Why Perl is important now

Similar to how COBOL remains essential for banks and financial institutions due to decades of critical infrastructure, legacy Perl code is still useful and often running foundational systems, especially in older tech companies, ISPs, and large organisational The cost and risk of rewriting these massive, working code-bases are often prohibitive.

Perl excels at text manipulation and file processing, making it a powerful scripting tool. Many existing system administration scripts and core command-line utilities are still written and maintained in Perl. Additionally, learning it helps to maintain previous tooling. Developers with Perl skills are in demand to maintain and update these mission-critical legacy systems.
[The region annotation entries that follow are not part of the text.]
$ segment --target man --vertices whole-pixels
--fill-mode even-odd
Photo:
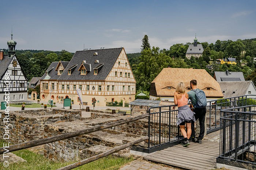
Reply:
[[[196,80],[191,80],[190,81],[190,87],[192,90],[188,92],[189,99],[191,100],[191,103],[192,103],[193,106],[195,106],[197,103],[197,100],[196,96],[196,92],[192,90],[195,90],[197,89],[196,87],[197,84],[197,83]],[[202,143],[202,139],[203,139],[204,135],[204,120],[205,120],[205,114],[206,113],[206,108],[205,107],[203,108],[194,108],[193,111],[196,114],[195,115],[196,121],[197,119],[199,119],[200,133],[197,139],[196,138],[196,134],[195,131],[195,122],[191,123],[192,133],[189,139],[192,140],[194,142]]]

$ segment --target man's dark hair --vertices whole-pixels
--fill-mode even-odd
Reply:
[[[196,86],[197,84],[196,80],[192,80],[190,81],[190,84],[192,84],[194,86]]]

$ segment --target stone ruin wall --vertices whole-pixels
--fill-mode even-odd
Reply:
[[[5,112],[0,112],[3,119]],[[47,109],[37,111],[20,111],[10,112],[10,137],[14,144],[42,139],[44,136],[44,127],[46,124],[61,122],[79,119],[81,111]],[[3,127],[3,122],[1,123]],[[0,137],[3,138],[3,134]]]

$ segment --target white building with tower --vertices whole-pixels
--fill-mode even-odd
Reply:
[[[15,54],[17,43],[11,35],[8,55],[0,51],[0,101],[22,102],[27,100],[27,79]]]

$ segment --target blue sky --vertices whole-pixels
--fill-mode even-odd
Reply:
[[[7,0],[0,6],[0,48],[124,47],[139,52],[144,35],[151,47],[256,38],[256,1]]]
While the volume of new Perl jobs is low, the specialised need for developers who can handle existing infrastructure ensures its ongoing, if niche, importance.
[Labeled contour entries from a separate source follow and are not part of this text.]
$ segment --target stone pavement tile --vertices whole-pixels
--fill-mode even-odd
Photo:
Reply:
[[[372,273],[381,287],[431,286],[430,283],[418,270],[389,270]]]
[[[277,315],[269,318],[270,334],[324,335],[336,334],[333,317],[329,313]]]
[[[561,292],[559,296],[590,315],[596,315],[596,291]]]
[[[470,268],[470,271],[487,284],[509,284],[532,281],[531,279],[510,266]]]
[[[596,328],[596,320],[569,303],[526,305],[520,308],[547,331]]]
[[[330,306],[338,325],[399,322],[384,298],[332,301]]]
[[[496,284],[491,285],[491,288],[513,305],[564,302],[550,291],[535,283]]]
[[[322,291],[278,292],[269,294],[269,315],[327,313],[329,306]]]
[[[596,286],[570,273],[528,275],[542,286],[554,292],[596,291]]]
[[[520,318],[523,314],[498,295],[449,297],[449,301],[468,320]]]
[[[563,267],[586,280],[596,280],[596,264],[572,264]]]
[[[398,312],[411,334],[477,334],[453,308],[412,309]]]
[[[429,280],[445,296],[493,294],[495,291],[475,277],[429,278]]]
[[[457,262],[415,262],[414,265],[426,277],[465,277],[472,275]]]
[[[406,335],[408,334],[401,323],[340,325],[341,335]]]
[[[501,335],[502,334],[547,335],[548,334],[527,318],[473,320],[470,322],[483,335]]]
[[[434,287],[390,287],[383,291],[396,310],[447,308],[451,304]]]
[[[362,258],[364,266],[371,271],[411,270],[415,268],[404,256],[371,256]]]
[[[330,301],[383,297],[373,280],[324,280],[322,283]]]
Application to Perl in bioinformatics

Bioperl is huge and has lots of useful functions because it is a comprehensive, open-source collection of Perl modules designed to solve common bioinformatics tasks. It provides a standardised, object-oriented framework for handling biological data, including:

  • Sequence Manipulation: Creating, reading, writing, and transforming sequence objects (DNA, RNA, protein).
  • File Format Handling: Parsing and generating files in formats like FASTA, GenBank, EMBL, GFF, etc., using modules like Bio::SeqIO.
  • Database Interaction: Accessing sequence data from public databases (like NCBI GenBank) and local indexes.
  • Tools Integration: Running and parsing output from external tools like BLAST, ClustalW, and EMBOSS.
  • Sequence Features and Annotations: Handling complex feature data associated with sequences.
#!/usr/bin/perl
use strict;
use warnings;
use Bio::SeqIO; # Module for Sequence Input/Output

# Check for required input file argument
die "Usage: perl script.pl <fasta_file>\n" unless @ARGV;

# Create a SeqIO object to read the FASTA file
# The -file argument is set to the first command-line argument ($ARGV[0])
my $seqio_obj = Bio::SeqIO->new(
    -file   => $ARGV[0],
    -format => 'fasta'
);

print "ID\tLength\tGC_Content\n";
print "-----------------------------------\n";

# Loop through each sequence object in the file
while (my $seq = $seqio_obj->next_seq) {
    # Access methods of the Bio::Seq object ($seq)
    my $id = $seq->id;
    my $len = $seq->length;

    # Calculate GC content using the dedicated method
    my $gc = $seq->percentage_gc_content;

    # Print the results
    printf "%s\t%d\t%.2f%%\n", $id, $len, $gc;
}

Conclusion

  • High level compiled at run time language
  • Disappearing due to syntax and community shift to better supported languages
  • Lots of useful legacy code due to early adoption
  • Lots of useful bio libraries which are greate for sequences parsing.